Thursday, August 29, 2013

Play a Different Game

The world tells a story about how things work in our world that is accepted as true.  This story has been told for millennia, and is part of the worldview of many different cultures.  It asserts that to defeat a bad guy with an army you need a good guy with an army.  In ancient days, in which human events were tied to the actions of the good, the story is understood this way: to defeat a bad god with an army you need a good god with an army.  But you always need an army.  A bad god with an army is better than a good god without one.  Recently we have heard it put this way: the way to stop a bad guy with a gun is with a good guy with a gun.  This is just accepted truth, and it is reflected in comic books, movies (Star Wars), Westerns, and even fairy tales and fables.  But it’s an old, old story that goes back to the days of the Babylonian Empire and beyond.  The Babylonians had a creation story that reflected this belief.  In it, the world is created by an act of violence, and that says it all: the world is by nature a violent place, and to defeat evil good people must be willing to be as violent if not more than the bad people.  That’s the way the game is played.
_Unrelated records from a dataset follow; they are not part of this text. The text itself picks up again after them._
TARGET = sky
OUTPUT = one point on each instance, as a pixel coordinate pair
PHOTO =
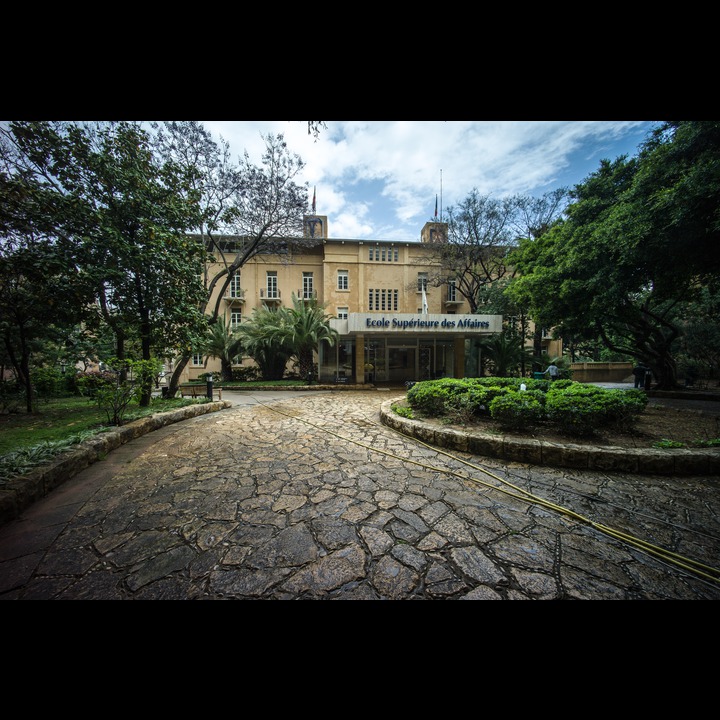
(379, 180)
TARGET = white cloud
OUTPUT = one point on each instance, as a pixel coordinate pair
(379, 179)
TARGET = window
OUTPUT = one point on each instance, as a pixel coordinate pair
(234, 286)
(307, 286)
(272, 284)
(383, 299)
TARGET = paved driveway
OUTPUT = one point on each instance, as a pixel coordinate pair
(307, 496)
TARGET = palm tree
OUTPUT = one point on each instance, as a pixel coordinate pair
(225, 344)
(264, 341)
(307, 326)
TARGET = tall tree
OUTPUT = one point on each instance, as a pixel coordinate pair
(535, 216)
(260, 207)
(639, 243)
(129, 217)
(225, 344)
(481, 232)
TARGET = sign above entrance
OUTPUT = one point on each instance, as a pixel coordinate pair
(416, 322)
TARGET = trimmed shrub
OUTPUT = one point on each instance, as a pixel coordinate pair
(580, 409)
(517, 410)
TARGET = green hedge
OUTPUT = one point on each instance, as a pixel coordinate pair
(574, 408)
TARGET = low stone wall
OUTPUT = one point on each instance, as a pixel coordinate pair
(20, 492)
(538, 452)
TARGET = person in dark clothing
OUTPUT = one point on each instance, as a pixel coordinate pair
(639, 371)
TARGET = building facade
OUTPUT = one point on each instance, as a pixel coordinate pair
(394, 326)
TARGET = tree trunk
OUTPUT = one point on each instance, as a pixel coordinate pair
(174, 385)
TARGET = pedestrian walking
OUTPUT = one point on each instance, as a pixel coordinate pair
(553, 371)
(640, 371)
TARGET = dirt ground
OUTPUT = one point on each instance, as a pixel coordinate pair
(655, 424)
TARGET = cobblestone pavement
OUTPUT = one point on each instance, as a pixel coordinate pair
(307, 496)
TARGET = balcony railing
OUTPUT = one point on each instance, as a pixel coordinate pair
(235, 295)
(270, 295)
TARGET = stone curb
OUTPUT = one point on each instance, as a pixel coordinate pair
(22, 491)
(649, 461)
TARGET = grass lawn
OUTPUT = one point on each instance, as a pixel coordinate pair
(31, 439)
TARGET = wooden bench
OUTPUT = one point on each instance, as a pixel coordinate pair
(199, 391)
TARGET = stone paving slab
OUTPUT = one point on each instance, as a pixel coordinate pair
(312, 497)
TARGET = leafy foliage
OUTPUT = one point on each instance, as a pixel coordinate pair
(521, 403)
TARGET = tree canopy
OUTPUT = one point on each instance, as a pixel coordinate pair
(639, 242)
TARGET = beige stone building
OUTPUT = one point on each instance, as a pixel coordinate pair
(394, 326)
Genesis 1 tells a different story of creation.  It asserts that there is actually a different way to play the game, which is not to play in the first place.  Genesis 1 asserts that there is a different kind of God who created a different kind of world and plays a different kind of game.
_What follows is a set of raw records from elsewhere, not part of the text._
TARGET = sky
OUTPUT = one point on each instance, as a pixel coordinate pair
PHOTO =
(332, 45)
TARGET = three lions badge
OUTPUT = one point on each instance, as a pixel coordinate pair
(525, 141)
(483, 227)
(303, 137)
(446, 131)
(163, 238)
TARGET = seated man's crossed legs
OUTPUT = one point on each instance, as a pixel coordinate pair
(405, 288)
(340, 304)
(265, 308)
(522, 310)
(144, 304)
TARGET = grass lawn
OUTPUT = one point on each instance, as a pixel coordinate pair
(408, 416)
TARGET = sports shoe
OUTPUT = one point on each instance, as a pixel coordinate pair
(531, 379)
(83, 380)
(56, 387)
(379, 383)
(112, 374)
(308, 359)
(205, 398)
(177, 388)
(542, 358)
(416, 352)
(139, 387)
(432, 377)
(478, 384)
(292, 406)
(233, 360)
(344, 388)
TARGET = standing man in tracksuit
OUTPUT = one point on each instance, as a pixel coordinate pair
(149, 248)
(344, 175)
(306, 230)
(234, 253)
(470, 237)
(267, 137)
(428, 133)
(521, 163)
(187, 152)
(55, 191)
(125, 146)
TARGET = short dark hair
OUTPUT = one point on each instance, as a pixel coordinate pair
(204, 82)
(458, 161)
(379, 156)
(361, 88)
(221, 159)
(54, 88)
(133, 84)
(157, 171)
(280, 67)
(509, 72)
Genesis 1 asserts that there is a good God, but he doesn’t need an army.
The Genesis creation story starts with an assertion that it is God—Elohim, not the Babylonian god Marduk—who created the world.  When he started, the earth was a dark, formless mass, covered with water and a wind whipping about uncontrolled.  Some claim to see a place of chaos, of violence even, but I'm not so sure.  It’s just uninhabitable.  Nothing in creation can be used for life.
Then God begins to form the earth.  There is no battle, no fight, no struggle against a mighty foe.  He speaks, he separates, he forms—all words lacking in strife.  He places the stars in the heavens.  At the end of each day, as the sun goes down, he declares that it is good.
Not perfect, mind you.  Often people think that the condition of the world at creation was flawless perfection, but that is a concept imposed on the text from our heritage of Greek philosophy.  It’s not a Hebrew concept.  The problem with perfection is that there is no place to go but down.  If there is any change it is a change from perfection to imperfection.  And there is change in God’s creation, reflected in the fact that after each day he declares that it is good, and then at the end of the sixth day he declares that it is very good.  There is change, but it’s change for the good, and that, Genesis declares, is how the world is—ever changing, with perhaps an infinite capacity to get better.  Or worse.  But neither is inevitable.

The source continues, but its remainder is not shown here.